Pembelajaran bukan hanya transfer informasi dari guru kepada siswa tapi lebih
luas. Hal ini sesuai dengan visi pendidikan UNESCO (Indra Jati 2001;25) yaitu:
1)
Learning to think (belajar berpikir)
2)
Learning to do (belajar berbuat/hidup)
3)
Learning to live together (belajar hidup bersama)
4)
Learning to be (belajar menjadi diri sendiri)
Proses pembelajaran yang baik dilaksanakan dengan metode learning by
doing. Hal ini dilakukan guna mencapai tujuan pendidikan dan pembelajran yang
telah ditetapkan, untuk mencapai tujuan ini dibutuhkan suatu system pendidikan
dan pembelajaran yang mengembangkan cara berpikir aktif positif dan
keterampilan yag memadai. (Riyanto 2002:3)
Surya (2003;7-10) memaparkan prinsip-prinsip pembelajaran sebagai berikut:
1) Pembelajaran sebagai usaha memeperoleh perubahan perilaku. Prinsip ini
mengandung makna bahwa ciri utama proses pembelajaran ialah adanya
perubahan perilaku dalam diri individu. Perubahan perilaku tersebut mempunyai
ciri-ciri sebagai berikut:
a) Perubahan yang disadari
b) Perubahan yang bersifat kontinyu
c) Perubahan ynag bersifat fungsional
d) Perubahan yang bersifat positif
e) Perubahan yang bersifat aktif
f) Perubahan yang bersifat permanen
g) Perubahan yang bersifat terarah
2) Hasil pembelajaran ditandai dengan perubahan perilaku secara keseluruhan.
Prinsip ini mengandung makna bahwa perubahan perilaku sebagai hasil
pembelajaran adalah meliputi semua aspek perilaku dan bukan hanya satu atau
dua aspek saja. Perubahan ini meliputi aspek-aspek perilaku kognitif, afektif, dan
psikomotorik.
3) Pembelajaran merupakan suatu proses. Prinsip ini menandung makna bahwa
pembelajaran merupakan aktivitas yang berkesinambungan. Di dalam aktivitas itu
ada tahapan-tahapan aktivitas ynag sistematis dan terarah. Pembelajaran
merupakan suatu rangkaian aktivitas yang dinamis dan saling berkaitan.
Pembelajaran tidak dapat dilepaskan dari interaksi dengan lingkungan, jadi selama
proses pembelajaran itu berlangsung, individu akan senantiasa berada dalam
berbagai aktivitas yang tidak terlepas dari lingkungannya.
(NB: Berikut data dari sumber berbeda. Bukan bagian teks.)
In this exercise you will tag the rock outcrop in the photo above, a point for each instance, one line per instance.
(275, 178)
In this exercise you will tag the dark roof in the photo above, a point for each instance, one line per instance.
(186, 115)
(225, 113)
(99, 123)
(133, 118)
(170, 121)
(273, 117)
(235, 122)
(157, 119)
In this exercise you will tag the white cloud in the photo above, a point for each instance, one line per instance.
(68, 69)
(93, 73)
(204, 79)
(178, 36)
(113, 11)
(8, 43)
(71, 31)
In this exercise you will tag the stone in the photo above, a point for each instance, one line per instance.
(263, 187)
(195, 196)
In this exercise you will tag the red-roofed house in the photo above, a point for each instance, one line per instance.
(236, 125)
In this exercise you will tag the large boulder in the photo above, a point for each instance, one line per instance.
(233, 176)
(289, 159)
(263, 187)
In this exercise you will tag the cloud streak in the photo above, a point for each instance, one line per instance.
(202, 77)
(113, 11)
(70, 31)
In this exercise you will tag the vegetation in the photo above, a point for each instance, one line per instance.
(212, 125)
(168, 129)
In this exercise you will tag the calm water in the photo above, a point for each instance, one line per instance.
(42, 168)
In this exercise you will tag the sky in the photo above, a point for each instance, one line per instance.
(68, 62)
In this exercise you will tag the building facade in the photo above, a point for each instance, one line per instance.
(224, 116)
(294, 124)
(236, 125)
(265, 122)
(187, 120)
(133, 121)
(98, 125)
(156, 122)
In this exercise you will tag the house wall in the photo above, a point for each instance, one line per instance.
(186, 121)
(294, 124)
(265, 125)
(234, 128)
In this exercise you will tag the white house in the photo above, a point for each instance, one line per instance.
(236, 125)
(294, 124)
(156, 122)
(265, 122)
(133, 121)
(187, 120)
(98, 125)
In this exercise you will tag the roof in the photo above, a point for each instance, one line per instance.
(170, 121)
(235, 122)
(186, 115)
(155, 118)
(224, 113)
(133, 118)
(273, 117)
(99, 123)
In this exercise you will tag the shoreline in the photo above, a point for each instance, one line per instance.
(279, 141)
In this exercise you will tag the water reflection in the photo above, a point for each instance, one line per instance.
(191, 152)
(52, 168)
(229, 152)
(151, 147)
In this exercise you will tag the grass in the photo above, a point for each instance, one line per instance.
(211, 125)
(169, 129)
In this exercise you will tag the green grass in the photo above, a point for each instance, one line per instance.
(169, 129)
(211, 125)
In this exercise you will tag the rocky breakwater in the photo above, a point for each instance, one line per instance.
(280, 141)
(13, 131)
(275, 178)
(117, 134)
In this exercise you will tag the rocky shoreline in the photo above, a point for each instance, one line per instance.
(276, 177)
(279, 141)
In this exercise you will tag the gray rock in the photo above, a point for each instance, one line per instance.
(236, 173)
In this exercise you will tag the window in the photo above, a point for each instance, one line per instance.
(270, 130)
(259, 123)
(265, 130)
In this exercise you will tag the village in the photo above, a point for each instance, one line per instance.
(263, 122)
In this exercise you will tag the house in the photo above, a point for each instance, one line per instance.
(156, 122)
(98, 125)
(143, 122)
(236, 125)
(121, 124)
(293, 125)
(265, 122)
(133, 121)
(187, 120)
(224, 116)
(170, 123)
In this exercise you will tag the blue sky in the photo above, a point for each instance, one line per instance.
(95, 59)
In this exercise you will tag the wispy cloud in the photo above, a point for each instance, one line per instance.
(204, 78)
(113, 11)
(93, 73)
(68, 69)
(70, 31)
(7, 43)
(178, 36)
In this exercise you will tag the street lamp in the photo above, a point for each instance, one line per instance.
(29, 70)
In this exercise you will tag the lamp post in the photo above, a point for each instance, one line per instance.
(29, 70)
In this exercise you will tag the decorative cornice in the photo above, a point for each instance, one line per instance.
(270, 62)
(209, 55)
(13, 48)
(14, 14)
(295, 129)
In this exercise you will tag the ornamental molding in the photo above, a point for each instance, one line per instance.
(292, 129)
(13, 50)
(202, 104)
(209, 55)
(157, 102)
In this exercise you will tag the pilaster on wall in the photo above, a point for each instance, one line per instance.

4) Proses pembelajaran terjadi karena adanya sesuatu tujuan yang akan dicapai.
Prinsip ini menandung makna bahwa aktivitas pembelajaran terjadi karena adanya
kebutuhan yang harus dipuaskan, dan adanya tujuan yang hendak dicapai.
Pembelajaran akan terjadi apabila individu merasakan adanya kebutuhan yang
mendorong dan ada sesuatu yang perlu dicapai untuk memenuhi kebutuhannya.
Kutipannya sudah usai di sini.